An easy touch, a lavish tipper, a generous host, he loved all that was seamy and unconventional. In An Unfinished Story he wrote about a man named Piggy who "was fat; he had the soul of a rat, the habits of a bat and the magnanimity of a cat ... He could look at a shopgirl and tell you to an hour how long it had been since she had eaten anything more nourishing than marshmallows and tea. He . . . prowled around in department stores with his invitations to dinner." In a moment of candor, Will Porter told a friend: "I was Piggy."

One June Day. Whatever his private morality, his fiction was without moral blemish. He disliked being called the American Maupassant, protesting: "I never wrote a filthy word in my life" (neither did Maupassant, whose language teased, but never stripped). Once, when a fellow inmate wanted Porter to write about prison conditions, he answered: "I tell you I will not attempt to bring a remedy to the diseased soul of society." Writing for money alone, he swore that "if I had a prosperous peanut stand on Broadway . . . I would never write another line."

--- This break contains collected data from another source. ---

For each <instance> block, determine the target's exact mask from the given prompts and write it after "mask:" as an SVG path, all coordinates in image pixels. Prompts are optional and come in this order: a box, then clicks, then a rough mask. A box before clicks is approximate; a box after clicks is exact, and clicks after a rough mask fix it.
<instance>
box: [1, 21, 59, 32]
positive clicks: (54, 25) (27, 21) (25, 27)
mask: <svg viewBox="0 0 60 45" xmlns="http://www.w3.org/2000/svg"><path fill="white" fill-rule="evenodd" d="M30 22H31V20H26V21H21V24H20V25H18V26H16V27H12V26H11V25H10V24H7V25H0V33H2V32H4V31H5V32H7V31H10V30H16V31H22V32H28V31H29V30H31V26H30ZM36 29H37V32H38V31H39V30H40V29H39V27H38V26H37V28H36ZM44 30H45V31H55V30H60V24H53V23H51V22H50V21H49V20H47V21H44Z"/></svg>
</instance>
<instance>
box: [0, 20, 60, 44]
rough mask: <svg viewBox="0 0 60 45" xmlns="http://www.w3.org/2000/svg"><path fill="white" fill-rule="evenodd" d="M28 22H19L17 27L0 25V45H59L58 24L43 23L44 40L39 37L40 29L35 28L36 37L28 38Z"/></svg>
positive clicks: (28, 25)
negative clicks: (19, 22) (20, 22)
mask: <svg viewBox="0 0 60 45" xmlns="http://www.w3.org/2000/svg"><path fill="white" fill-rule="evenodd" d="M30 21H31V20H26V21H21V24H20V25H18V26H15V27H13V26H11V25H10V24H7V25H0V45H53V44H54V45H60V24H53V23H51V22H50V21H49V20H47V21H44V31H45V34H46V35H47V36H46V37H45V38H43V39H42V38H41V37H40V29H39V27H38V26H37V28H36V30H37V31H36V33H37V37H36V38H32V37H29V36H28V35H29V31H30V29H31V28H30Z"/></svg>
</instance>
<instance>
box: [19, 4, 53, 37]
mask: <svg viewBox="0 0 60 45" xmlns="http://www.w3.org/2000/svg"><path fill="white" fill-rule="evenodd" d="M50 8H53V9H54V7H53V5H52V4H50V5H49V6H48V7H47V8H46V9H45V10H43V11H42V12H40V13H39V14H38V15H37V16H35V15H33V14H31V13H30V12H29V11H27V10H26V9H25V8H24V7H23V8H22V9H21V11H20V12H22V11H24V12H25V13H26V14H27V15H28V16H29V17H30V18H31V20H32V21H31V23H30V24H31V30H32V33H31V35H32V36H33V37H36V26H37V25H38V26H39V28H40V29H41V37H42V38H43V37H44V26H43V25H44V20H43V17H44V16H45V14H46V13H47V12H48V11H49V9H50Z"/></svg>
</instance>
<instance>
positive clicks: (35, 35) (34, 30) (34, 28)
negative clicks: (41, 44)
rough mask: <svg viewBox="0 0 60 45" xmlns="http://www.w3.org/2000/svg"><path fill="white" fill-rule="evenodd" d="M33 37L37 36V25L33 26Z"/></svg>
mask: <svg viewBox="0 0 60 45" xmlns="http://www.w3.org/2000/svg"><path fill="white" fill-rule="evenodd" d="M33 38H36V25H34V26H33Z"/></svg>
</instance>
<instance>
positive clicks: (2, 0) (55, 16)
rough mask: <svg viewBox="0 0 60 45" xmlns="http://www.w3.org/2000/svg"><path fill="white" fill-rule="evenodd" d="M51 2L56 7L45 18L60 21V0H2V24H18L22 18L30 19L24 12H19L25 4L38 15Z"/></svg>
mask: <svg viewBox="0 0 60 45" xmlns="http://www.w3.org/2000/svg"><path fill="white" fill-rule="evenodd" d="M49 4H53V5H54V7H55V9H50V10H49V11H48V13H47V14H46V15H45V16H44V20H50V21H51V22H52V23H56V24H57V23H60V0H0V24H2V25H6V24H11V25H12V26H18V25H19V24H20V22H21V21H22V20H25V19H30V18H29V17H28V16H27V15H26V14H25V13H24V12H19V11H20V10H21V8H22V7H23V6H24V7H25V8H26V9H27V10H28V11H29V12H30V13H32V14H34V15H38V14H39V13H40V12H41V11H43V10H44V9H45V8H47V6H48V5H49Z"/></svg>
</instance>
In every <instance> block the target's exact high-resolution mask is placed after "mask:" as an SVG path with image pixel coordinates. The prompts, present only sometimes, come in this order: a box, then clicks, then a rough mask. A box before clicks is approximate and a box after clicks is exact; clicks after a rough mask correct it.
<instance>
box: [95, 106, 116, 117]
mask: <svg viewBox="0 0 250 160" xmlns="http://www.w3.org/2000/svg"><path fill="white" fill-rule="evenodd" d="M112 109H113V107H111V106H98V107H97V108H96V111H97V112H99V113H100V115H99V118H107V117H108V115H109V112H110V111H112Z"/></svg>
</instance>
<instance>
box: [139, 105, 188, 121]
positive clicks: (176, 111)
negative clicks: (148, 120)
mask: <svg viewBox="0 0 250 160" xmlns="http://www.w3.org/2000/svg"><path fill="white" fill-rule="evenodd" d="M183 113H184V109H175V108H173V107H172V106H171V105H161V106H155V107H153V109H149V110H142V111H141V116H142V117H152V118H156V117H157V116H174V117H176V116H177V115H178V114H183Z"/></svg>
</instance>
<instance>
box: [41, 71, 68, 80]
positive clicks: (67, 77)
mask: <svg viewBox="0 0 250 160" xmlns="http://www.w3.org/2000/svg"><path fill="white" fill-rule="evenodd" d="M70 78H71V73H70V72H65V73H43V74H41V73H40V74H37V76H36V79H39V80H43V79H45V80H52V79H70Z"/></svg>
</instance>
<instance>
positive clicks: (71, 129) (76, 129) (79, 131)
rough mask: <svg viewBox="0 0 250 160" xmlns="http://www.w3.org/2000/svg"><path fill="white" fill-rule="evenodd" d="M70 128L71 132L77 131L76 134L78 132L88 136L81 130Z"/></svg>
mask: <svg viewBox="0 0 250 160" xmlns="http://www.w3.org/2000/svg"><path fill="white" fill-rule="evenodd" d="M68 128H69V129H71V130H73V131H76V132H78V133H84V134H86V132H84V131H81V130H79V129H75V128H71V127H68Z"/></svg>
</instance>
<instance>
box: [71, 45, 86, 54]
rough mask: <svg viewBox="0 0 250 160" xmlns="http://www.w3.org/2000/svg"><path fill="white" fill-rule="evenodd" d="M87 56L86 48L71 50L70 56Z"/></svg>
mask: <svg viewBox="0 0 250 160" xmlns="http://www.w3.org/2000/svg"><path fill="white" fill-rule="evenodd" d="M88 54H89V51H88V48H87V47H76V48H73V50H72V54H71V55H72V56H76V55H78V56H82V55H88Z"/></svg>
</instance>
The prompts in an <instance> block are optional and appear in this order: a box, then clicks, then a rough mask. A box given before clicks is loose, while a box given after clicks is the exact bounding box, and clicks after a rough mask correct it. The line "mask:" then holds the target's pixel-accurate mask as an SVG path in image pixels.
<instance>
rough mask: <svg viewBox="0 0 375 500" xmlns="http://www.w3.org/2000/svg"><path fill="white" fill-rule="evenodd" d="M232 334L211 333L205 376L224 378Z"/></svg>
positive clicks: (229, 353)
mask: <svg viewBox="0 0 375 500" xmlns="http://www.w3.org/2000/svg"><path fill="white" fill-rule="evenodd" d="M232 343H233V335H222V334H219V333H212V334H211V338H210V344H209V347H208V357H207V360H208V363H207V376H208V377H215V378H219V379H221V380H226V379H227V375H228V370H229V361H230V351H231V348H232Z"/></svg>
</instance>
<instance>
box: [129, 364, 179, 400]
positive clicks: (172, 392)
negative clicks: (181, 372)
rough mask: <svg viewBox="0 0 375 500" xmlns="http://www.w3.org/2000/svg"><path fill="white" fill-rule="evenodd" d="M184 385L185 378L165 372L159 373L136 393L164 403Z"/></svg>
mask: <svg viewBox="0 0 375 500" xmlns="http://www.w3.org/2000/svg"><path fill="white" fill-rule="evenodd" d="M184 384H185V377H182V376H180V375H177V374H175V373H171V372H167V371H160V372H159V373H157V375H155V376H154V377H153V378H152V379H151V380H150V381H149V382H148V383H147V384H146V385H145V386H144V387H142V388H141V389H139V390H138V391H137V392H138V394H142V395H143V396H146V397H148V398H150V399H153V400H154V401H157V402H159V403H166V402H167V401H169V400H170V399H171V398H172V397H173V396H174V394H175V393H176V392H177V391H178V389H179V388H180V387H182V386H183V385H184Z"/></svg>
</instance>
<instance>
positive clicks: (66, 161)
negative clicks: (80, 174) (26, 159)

His genius lay in his plot making, and, like his tragically eccentric father, he made the mistake of thinking that he could achieve perpetual motion--and turn out his beautifully machined tales forever. He brought to the short story the elements of pace, geniality, color and surprise. Some of his gems--the tenderly sentimental Gift of the Magi, the tortuous Whirligig of Life, the feud-ridden A Blackjack Bargainer--are as inventive as will ever be written. But after O. Henry had been in Manhattan eight years, the mechanism that had produced more than 250 stories slowed down. More and more often, his hand went out to the bottle instead of the pen. He tried to regain his balance by marrying again (a childhood sweetheart), but only succeeded in creating another victim. He sold the dramatic rights to his story A Retrieved Reformation for $500 and then saw it make hundreds of thousands for others as the Broadway hit Alias Jimmy Valentine. He talked and talked about a novel but never got it on paper. His stories became more labored as debts mounted and the gift slipped away. One June day in 1910, Will Porter was rushed to the hospital and died of cirrhosis of the liver, but not before he whispered to the nurse a sentimental but effective punch line that might have come from one of his own stories: "Turn up the lights. I don't want to go home in the dark."